Social determinants include "housing and neighbourhood conditions, educational and economic factors, transportation systems, social connections, and other social factors and reflect interconnected social structures and economic systems shaped by the inequitable distribution of power and resources."

The National Academies of Sciences, Engineering, and Medicine acknowledge that structural inequities make poorer health outcomes suffered by disadvantaged groups unfair and unjust.

Although cancer mortality rates declined in the United States in recent decades, some cancer disparities between populations of low and high socioeconomic status widened during this period.

Many socioeconomic disparities in health persist because disadvantaged communities persistently lack resources that enable them to take advantage of advances that can protect and enhance health.

"Addressing social determinants that drive disparities in cancer incidence...because of inequitable risk factor exposure will require policy action beyond the health care system," stated the authors.

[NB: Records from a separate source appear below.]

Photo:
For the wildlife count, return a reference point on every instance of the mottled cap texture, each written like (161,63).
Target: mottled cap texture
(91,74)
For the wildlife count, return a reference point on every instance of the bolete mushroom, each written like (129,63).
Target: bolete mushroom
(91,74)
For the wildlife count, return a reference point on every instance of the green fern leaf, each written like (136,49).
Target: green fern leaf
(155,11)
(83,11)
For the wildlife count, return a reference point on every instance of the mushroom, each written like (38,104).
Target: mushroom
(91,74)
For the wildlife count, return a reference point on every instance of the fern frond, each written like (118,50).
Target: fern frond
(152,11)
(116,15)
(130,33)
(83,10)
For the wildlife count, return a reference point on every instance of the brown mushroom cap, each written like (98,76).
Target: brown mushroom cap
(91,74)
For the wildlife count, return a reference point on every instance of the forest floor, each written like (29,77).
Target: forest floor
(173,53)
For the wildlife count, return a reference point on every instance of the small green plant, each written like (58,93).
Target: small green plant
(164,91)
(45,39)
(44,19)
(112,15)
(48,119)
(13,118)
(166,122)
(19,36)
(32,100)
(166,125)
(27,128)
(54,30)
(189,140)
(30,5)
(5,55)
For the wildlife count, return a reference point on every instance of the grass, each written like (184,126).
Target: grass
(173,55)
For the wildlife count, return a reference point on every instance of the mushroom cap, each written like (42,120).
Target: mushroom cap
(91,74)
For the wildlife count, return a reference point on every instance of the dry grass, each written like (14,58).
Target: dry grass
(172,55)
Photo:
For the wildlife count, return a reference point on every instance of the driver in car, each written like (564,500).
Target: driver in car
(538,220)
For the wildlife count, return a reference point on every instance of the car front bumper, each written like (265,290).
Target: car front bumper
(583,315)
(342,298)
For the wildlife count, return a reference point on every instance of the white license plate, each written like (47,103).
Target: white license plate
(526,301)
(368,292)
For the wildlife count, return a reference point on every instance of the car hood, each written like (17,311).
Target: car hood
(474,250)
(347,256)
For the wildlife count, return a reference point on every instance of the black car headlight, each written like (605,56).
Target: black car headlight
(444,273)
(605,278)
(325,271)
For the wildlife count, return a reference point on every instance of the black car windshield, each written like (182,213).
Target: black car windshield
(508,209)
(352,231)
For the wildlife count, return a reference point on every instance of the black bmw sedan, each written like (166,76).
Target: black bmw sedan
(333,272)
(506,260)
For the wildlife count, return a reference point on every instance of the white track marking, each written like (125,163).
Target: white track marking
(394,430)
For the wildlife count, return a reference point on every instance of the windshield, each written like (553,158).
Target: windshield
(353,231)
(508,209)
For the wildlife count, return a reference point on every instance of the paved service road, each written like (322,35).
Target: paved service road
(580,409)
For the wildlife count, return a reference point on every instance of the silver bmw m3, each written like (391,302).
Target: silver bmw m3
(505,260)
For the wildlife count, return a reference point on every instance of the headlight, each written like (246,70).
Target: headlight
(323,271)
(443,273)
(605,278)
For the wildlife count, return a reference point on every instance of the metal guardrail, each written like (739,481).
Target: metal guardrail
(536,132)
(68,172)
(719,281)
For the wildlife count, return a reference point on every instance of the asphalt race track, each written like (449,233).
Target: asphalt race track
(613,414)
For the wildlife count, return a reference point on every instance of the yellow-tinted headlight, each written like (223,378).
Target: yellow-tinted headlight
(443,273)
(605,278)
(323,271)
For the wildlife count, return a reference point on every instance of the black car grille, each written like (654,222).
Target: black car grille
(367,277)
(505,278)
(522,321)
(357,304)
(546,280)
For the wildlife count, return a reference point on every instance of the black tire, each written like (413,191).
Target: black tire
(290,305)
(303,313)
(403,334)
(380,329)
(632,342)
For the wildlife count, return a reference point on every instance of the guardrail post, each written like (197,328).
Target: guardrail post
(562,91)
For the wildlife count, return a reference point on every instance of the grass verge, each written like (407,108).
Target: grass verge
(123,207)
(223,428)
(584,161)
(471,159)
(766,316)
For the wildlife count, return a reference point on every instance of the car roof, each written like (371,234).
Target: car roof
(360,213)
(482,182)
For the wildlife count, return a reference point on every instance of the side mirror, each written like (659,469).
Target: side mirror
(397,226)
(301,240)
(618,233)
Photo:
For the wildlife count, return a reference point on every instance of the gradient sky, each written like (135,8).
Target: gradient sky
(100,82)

Among the actions recommended:

  • Address income and wealth inequality: In recent decades, gains in wealth have been substantially greater for the wealthiest segment of the population compared with other segments. Failure to promote wealth growth in the poorest sectors of society will perpetuate determinants of inequitable health outcomes.
  • Support targeted provisions: Compared with socioeconomically disadvantaged groups, socioeconomically privileged populations are better able to take advantage of new information and access interventions at earlier stages. Therefore, public policies without explicit provisions for disadvantaged groups may unintentionally widen health inequalities.
  • Support models of care that consider social risk: Addressing social determinants must systemically acknowledge and attend to social risk resulting from marginalisation, stigmatisation, and discrimination. Concerns have been raised that providers may be less willing to care for patients with social risk. Given that disadvantaged patients have more complex needs than other patients, policy strategies that enable providers to be incentivised for the provision of more holistic health care warrant close consideration.

"The cancer control continuum comprises a range of intervention targets, from prevention and screening to survivorship and end-of-life care," the authors concluded.

"Just as current cancer control efforts must target this entire continuum of influence, so must future cancer control efforts target the entire social determinants continuum of influence, including social-structural factors. Failure to embrace this perspective will inevitably contribute to the perpetuation, and potentially widening, of cancer disparities," the authors added.